Termina o concerto exausto?
Já tenho o espectáculo tão incorporado que podia fazer mais uma hora. O cansaço vem no dia seguinte
A nível musical como vai unir dois discos, diferentes entre si?
São diferentes, mas há um ponto de encontro entre eles. A sonoridade no palco vai ser a uniformização dos dois trabalhos. O Pedro Jóia vai tocar quatro músicas e vai ajudar a transportar-nos dos “Sete Pecados…” para “Boleia Africana”. No “Sete Pecados…” há influências de sonoridades que Moçambique bebeu dos seus vizinhos. Há mil anos não havia a divisão que foi feita depois de o Pacto de Berlim. O povo do Zimbabué era o de Moçambique, logo a música sofreu essas influências. Uma vez ouvi um grupo da Ucrânia e era só uma questão de trocar a língua pelo chagano e aquilo era do sul de Moçambique. Os ritmos, a instrumentação, as melodias era tudo igual. Por isso, quem não nos diz que, há mil anos, não foi um africano para a Ucrânia. Não importa a condição em que saiu, se foi escravo ou conquistador, mas levou alguma coisa para lá. No século XVII, houve um moçambicano que viajou para o Japão e, a partir dele, há uma linhagem de japoneses com sangue negro. As músicas que ouvimos agora e que nos parecem semelhantes não são por acaso.
Estudar estas ligações é uma preocupação?
Não faço coisas empíricas. Estudo-as. Há coisas que saem naturalmente, mas mesmo essas têm muito a ver com a vivência. São melodias que já ouvi, que já bebi, que ficaram guardadas no subconsciente. Podem sair por acaso, mas não estão lá por acaso.
Daí o título “Boleia Africana”, para mostrar que o mundo bebeu muito de África?
Tem como núcleo principal a colonização da Península Ibérica pelos mouros. Portugal e Espanha têm uma influência fortíssima dos mouros de pele escura que habitavam a faixa de Marrocos e do Senegal, que eram os bérberes. Ao passarem para o outro lado do canal trouxeram as suas vivências e o vírus ficou. Basta andar pelas ruas e vê-se a cor da pele das pessoas, a fisionomia, a mistura africana muito grande que há em Portugal. E não estou a falar das misturas recentes, mas sim de uma coisa muito mais enraizada e que é impossível fugir. Hoje fala-se tanto de globalização, mas é uma globalização cosmética porque começou há muitos séculos. Através destes dois discos quero criar esse debate.

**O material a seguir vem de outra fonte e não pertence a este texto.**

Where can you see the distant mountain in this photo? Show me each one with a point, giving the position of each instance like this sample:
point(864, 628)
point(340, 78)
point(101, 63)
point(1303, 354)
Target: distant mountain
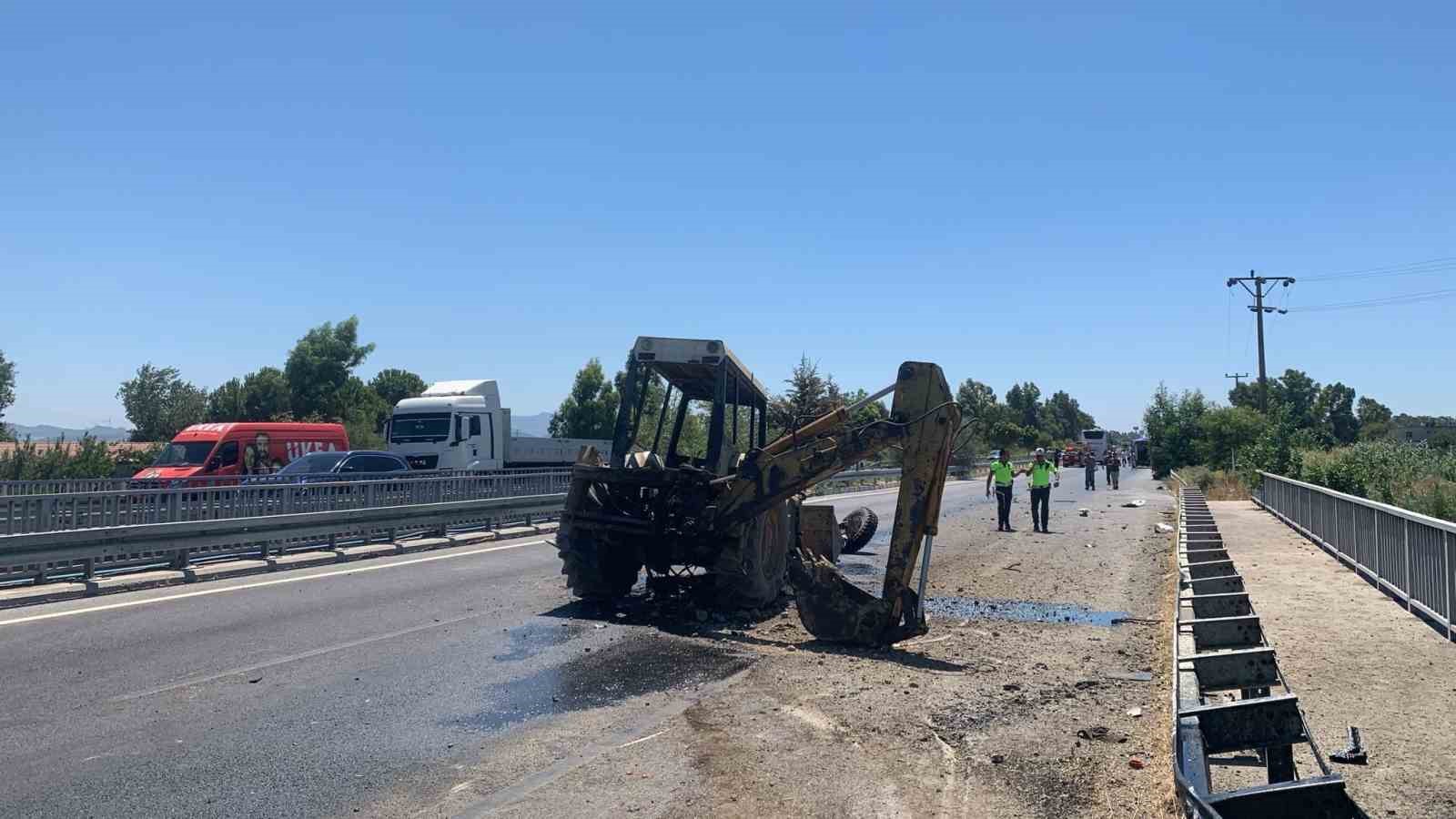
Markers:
point(533, 426)
point(46, 431)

Também é fruto dessa mestiçagem?
Completamente. Tenho sangue português, goês e moçambicano e o meu sangue influencia muito o meu pensamento. É cada vez mais evidente de que somos todos crioulos.
Porque quis gravar “Boleia Africana” em Lisboa?
Queria que os músicos europeus fizessem uma leitura própria das músicas. Queria sair do cliché ‘o branco não toca música de preto’. Não pedi para tocarem à minha maneira, mas sim o que sentiam. Há um tema com letra do José Eduardo Agualusa que ficou completamente diferente do original em termos rítmicos e harmónicos. Era isso que queria, a perspectiva de quem a tocou. E no espectáculo também vamos ter esse contrato. O Pedro Jóia, por exemplo, vai levar a sua guitarra portuguesa e tocar com o Sissoko que toca kora, um instrumento puramente africano.
Actualmente a música angolana tem imensa expressão em Portugal, mas a moçambicana não. Percebe porquê?
Acho que o grande interesse económico entre Portugal e Angola afecta tudo, até a música. Quando há uma telenovela portuguesa que explora a rota com Luanda, a cultura daquele país começa a entrar. Se houvesse uma em que 75% do capital fosse moçambicano, tivesse uma cena comigo a cantar e no mesmo episódio se dissesse 30 vezes “maningue”, isso entrava. Claro que gostava que a minha música tivesse mais expressão cá, e vou lutar para que conquiste o espaço que merece, mas não me vou prostituir por isso. Não vou imitar nada e ir em modas. Tenho a minha identidade e isso é que é globalização para mim: tocar a minha música e não a do outro.